Congresswoman Eleanor Holmes Norton (D-DC) has reintroduced legislation for DC Statehood, the Washington, D.C. Admission Act (H.R. 51). Norton has introduced similar bills in every Congress for years, but this time, the measure has new momentum.
Norton introduced H.R. 51 on January 3rd with a record 155 original cosponsors. “That is already higher than the number of Democrats who voted for the statehood bill when I secured the first-ever House floor vote on the bill in 1993, and the highest number of original cosponsors of any other bill introduced either in the House or Senate on the first day of the 116th Congress,” she said in a press conference after the bill’s introduction. It is also the most members to ever support DC Statehood.
Furthermore, House Committee on Oversight and Reform Chairman Elijah Cummings (D-MD) has committed to holding a hearing and markup on H.R. 51 this year. The House hasn’t held a hearing or markup on D.C. statehood since 1993, though a Senate committee held one in 2014.

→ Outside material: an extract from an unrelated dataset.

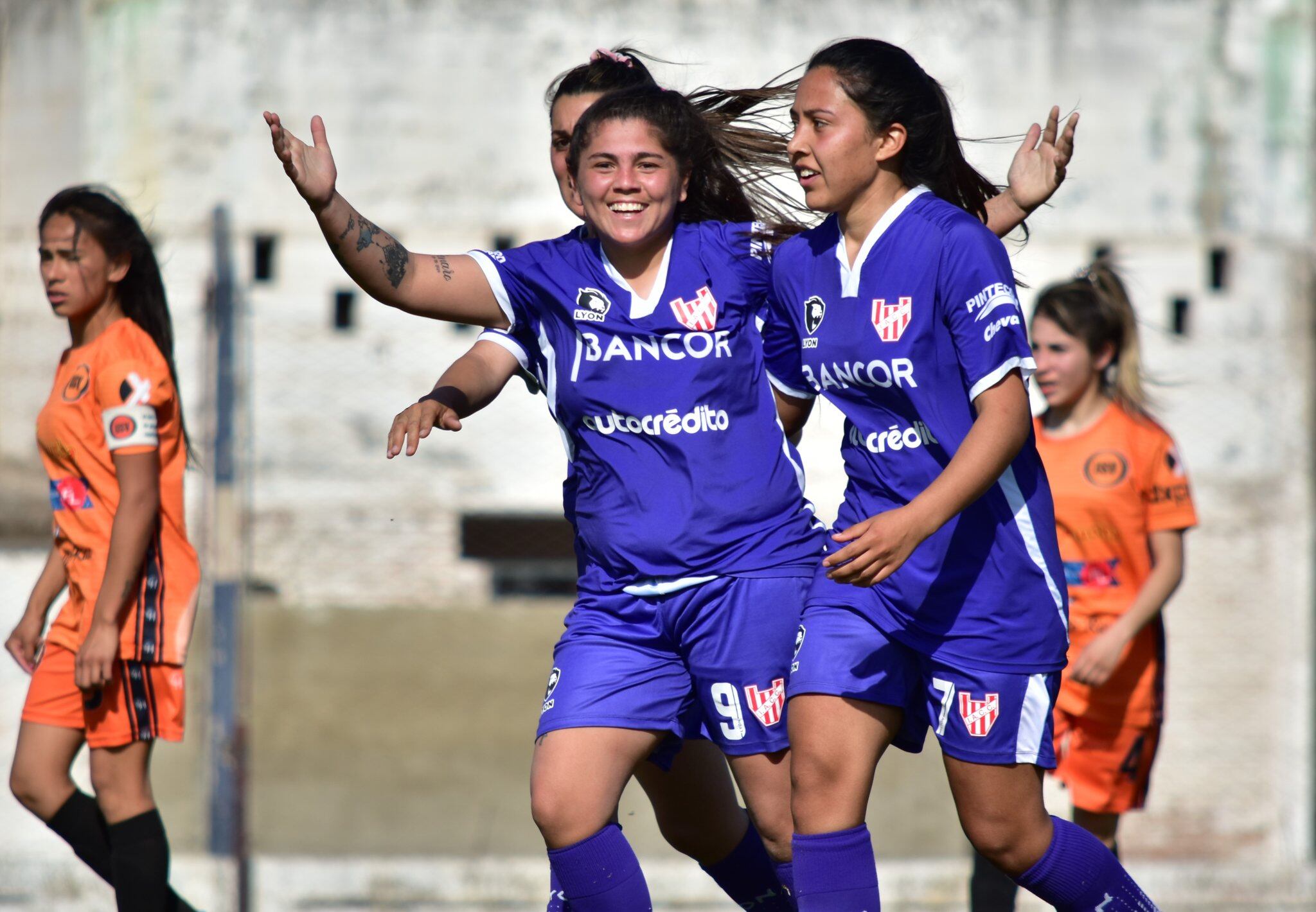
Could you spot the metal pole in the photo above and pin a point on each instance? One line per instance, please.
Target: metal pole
(228, 834)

And the legislation has other champions.
Speaker Nancy Pelosi (D-CA) has joined Congresswoman Norton recently in making strong public statements in support of the bill to make the District of Columbia the 51st state.
“For too long, the residents of the District of Columbia have served our nation in uniform, paid taxes and contributed to the economic power and success of our country while being denied the full enfranchisement that is their right…,” said Pelosi. “H.R. 51, The Washington, D.C. Admission Act, is a critical step in righting this historic wrong.”
Pelosi’s endorsement, says Norton is “the most important step yet in getting a House floor vote on the statehood bill.” Still, the Republican-controlled Senate is not likely to take up the measure.
Norton’s bill would create a state from the eight hometown wards of the District. The 51st state would have no jurisdiction over federal territory. The U.S. Capitol premises, the principal federal monuments, federal buildings and grounds, the National Mall and other federal property in the District would remain under federal jurisdiction.
Norton’s bill provides that the State of Washington, D.C. would be equal to the other 50 states in all respects, and the residents of the state of Washington, D.C. would have all the rights of citizenship as taxpaying American citizens, including two senators and, initially, one House member.